It may be quite daunting, when one has to admit to friends that their parents are hawkers. It’s a bad presumption where many would naturally assume that they are poor and uneducated people who are not well off. Despite the stereotype, hearing hawkers tell that their children are studying abroad is something which is quite common and it proves that operating a hawker stall can indeed be a lucrative business if done right. Especially with Malaysians who are known to be huge foodies!
Since the business runs fully based on cash from the ongoing transactions, all it takes is dedication to see the money flowing in.
Recently, a new trend has arisen where the public are leaning towards hawker stalls as cafes become overly saturated and boring.
No longer are hawkers only the elderly people in their mid-30’s to 50’s, but young people too are jumping the bandwagon knowing the profitability and potential from this simple occupation.
There’s even a Singaporean hawker training program which became so popular that it had to be suspended. SUSPENDED!
The amount of participation was too much that there were no more places left at the hawker centre operated by Fei Siong Food Management.
The entrepreneurship program was launched last year, providing training for hawkers and have received more than 60 entries out of the 18 spots made available. That’s over 300% success rate.
Even after the enrollment period was over, the program continued receiving over 40 more applications coming from places as far as Australia.
Mr Tan Kim Siong, a previous hawker of 13 years, who is now the managing director of the Fei Siong group, shares that most applicants are young with an average age of 30. Untrue to the general misconception, most of them are actually diploma or degree holders.
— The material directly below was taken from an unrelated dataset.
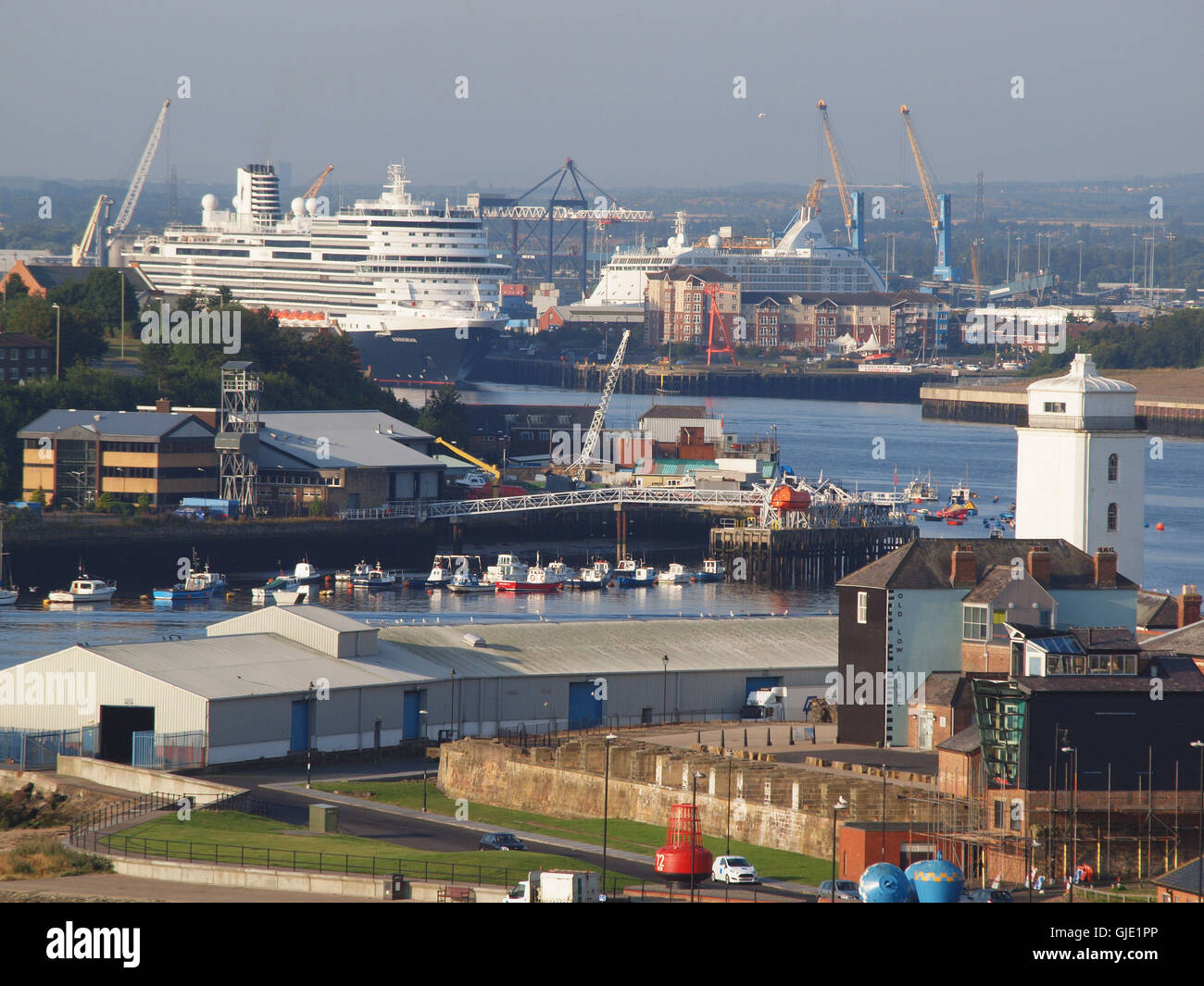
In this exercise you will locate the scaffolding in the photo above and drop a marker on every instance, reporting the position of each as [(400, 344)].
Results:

He also explains the importance of setting the right expectations for his students.
“We also made sure that they are aware that being a hawker involves a lot of manual work and that the hours are long”.
This coveted program was awarded the National Trades Union Congress May Day Partnership Award for enriching the workplace and building a strong partnership with the labour movement.
Workers under the Fei Siong program will be given a monthly salary of SGD $3000 for the first 3 months until they open their own stalls. And even if they decided not to, they would still have the choice of being segregated to another division under Fei Siong.
Mr Tan also explains that this program is specially designed with a single goal to maintain and preserve the culture and practice of local hawker food, especially within the growing younger generation.
Mr Koh Seng Choon, executive director of social enterprise, Project Dignity shares that since the year 2012, three thousand people have been trained.
A fellow worker, Joey Teo, 27, is currently selling Satay, Bee Hoon, and Laksa. She holds a diploma in psychology and currently pursues a business degree part time while operating her stall.
She explains how it has always been her desire to open a Laksa stall, and that opening cafes are just too common these days.
“My friends thought that I wouldn’t be able to stand the heat and stand for long hours, but I always wanted to open a stall selling laksa because it is my favourite dish.”
“Opening a cafe is too common nowadays and I also had to consider factors like capital.”
“Manpower is my biggest challenge. I now hire two part-time assistants to help me.”
“Initially, I had problems commanding respect among my staff because of my age. I have to learn to be respectful and firm at the same time”.
People love hawker food as they are cheaper and more delicious. Cafes are expensive because you’re paying for the environment too.